UCL Public Policy


Dr Jo Hale, Policy Connect & All-Party Parliamentary Climate Change Group

Dr Hale worked with the cross-party think tank, Policy Connect, on their ‘Net Zero Exchanges’ essay collection project.

Dr Jo Hale

22 August 2020

“A policy fellowship gives you the opportunity to try a different way of working, understand more about how research makes an impact in policymaking, expand your network of people interested in your research, and get critical feedback on how you design and communicate research effectively.” 


What was your Fellowship about? 

I worked with the cross-party think tank, Policy Connect, on their ‘Net Zero Exchanges’ essay collection project. The goal of the project was to publish a series of essays on the most pressing areas of climate change policy. Carried out under the auspices of the All-Party Parliamentary Climate Change Group (APPCCG), I worked with Members of Parliament in collaboration with stakeholders from industry, academia and the third sector through a series of associated roundtable events. 

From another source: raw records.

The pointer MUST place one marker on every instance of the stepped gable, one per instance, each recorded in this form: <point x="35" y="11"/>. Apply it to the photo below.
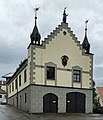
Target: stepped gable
<point x="57" y="30"/>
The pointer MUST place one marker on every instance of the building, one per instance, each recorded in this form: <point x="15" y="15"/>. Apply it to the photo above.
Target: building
<point x="2" y="92"/>
<point x="99" y="91"/>
<point x="57" y="75"/>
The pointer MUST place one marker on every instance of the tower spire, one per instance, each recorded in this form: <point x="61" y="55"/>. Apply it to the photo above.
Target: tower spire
<point x="35" y="36"/>
<point x="65" y="15"/>
<point x="85" y="44"/>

Based in Policy Connect’s Sustainability Team, I helped deliver a variety of activities including: organising a roundtable series; synthesising roundtable discussions; and assisting authorship teams with the essay writing process. The final essay collection was launched at a parliamentary reception and became a vital resource for Policy Connect and the APPCCG parliamentary officers as they campaign to drive climate action across government departments.  

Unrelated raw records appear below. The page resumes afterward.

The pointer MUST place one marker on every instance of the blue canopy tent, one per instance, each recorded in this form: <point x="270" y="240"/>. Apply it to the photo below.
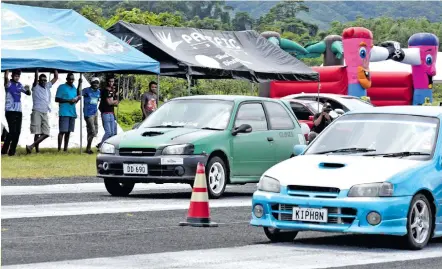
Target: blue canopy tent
<point x="62" y="39"/>
<point x="47" y="39"/>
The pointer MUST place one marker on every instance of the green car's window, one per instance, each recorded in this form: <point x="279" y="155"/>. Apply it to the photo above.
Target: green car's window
<point x="278" y="117"/>
<point x="252" y="114"/>
<point x="191" y="113"/>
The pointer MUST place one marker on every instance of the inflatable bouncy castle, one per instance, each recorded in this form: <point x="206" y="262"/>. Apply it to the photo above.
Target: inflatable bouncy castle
<point x="346" y="68"/>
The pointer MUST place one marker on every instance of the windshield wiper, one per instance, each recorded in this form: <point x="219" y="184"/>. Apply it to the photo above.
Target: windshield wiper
<point x="347" y="150"/>
<point x="399" y="154"/>
<point x="166" y="126"/>
<point x="210" y="128"/>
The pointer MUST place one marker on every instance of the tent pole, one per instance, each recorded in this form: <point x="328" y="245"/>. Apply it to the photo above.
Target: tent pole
<point x="81" y="118"/>
<point x="158" y="90"/>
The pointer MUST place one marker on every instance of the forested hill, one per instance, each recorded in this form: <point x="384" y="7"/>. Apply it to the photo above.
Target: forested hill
<point x="322" y="13"/>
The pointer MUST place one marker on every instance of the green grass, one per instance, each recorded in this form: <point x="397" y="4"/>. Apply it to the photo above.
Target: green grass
<point x="49" y="163"/>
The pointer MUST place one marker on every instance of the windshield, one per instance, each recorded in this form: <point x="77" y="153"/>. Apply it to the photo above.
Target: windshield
<point x="354" y="103"/>
<point x="191" y="113"/>
<point x="378" y="133"/>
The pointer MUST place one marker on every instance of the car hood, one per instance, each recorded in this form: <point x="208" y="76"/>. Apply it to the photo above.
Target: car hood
<point x="337" y="171"/>
<point x="157" y="137"/>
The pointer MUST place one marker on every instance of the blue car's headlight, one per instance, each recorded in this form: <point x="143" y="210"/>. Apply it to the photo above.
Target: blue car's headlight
<point x="184" y="149"/>
<point x="372" y="190"/>
<point x="107" y="148"/>
<point x="269" y="184"/>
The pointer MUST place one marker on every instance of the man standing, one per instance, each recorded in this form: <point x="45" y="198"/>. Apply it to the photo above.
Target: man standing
<point x="67" y="96"/>
<point x="107" y="105"/>
<point x="149" y="100"/>
<point x="13" y="114"/>
<point x="91" y="97"/>
<point x="41" y="97"/>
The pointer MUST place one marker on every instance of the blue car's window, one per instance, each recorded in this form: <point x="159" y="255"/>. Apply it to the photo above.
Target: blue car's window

What did you learn from your Fellowship? 

I helped to deliver eight roundtables and the associated outputs I produced (e.g. briefing packs, and summary reports) gave me first-hand experience in writing for policy audiences. I developed other skills throughout the Fellowship, in particular brokering and managing relationships between academics and parliamentarians. I was also able to gain a more detailed understanding of Net Zero topic areas. The networking opportunity was also really valuable as I was able to build an awareness of the range of stakeholders working in the Net Zero space, as well as new working relationships with people at Policy Connect. Overall, the Fellowship gave me insight into where my work (pro-environmental behaviour change research) 'fits in' to the landscape of climate policy making. 

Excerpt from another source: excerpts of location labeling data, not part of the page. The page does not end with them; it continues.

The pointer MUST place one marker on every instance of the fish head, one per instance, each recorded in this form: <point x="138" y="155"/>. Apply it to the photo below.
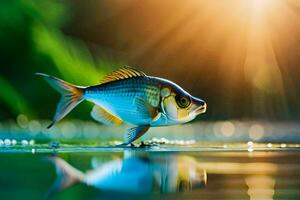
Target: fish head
<point x="178" y="105"/>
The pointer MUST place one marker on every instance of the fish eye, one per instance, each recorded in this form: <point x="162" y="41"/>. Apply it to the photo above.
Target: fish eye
<point x="182" y="101"/>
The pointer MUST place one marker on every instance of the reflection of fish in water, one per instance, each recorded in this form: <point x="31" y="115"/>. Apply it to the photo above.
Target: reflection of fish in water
<point x="173" y="174"/>
<point x="130" y="96"/>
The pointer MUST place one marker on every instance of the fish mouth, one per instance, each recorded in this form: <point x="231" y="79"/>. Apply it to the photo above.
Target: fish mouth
<point x="201" y="109"/>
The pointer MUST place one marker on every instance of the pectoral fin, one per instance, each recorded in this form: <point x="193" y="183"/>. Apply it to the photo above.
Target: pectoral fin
<point x="134" y="133"/>
<point x="145" y="109"/>
<point x="104" y="116"/>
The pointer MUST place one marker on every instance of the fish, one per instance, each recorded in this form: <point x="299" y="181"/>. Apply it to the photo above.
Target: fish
<point x="156" y="173"/>
<point x="128" y="95"/>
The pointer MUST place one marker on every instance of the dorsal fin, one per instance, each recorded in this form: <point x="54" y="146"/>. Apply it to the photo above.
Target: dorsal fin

What words of advice would you have for other academics?  

If you’re interested in doing a Fellowship, my advice would be to speak to people who have done similar Fellowships - there are lots of people at UCL who are very willing to share what it is like doing a Fellowship, what they gained, what policy hosts are looking for, and tips for making the most of a short placement. 

How did the Fellowship contribute to your career development?  

My Fellowship with Policy Connect in 2020 was an excellent experience that I was able to directly highlight in applying for my current position at the Department for Environment, Food and Rural Affairs (Defra) as an Economic and Social Research Council (ESRC) Policy Fellow.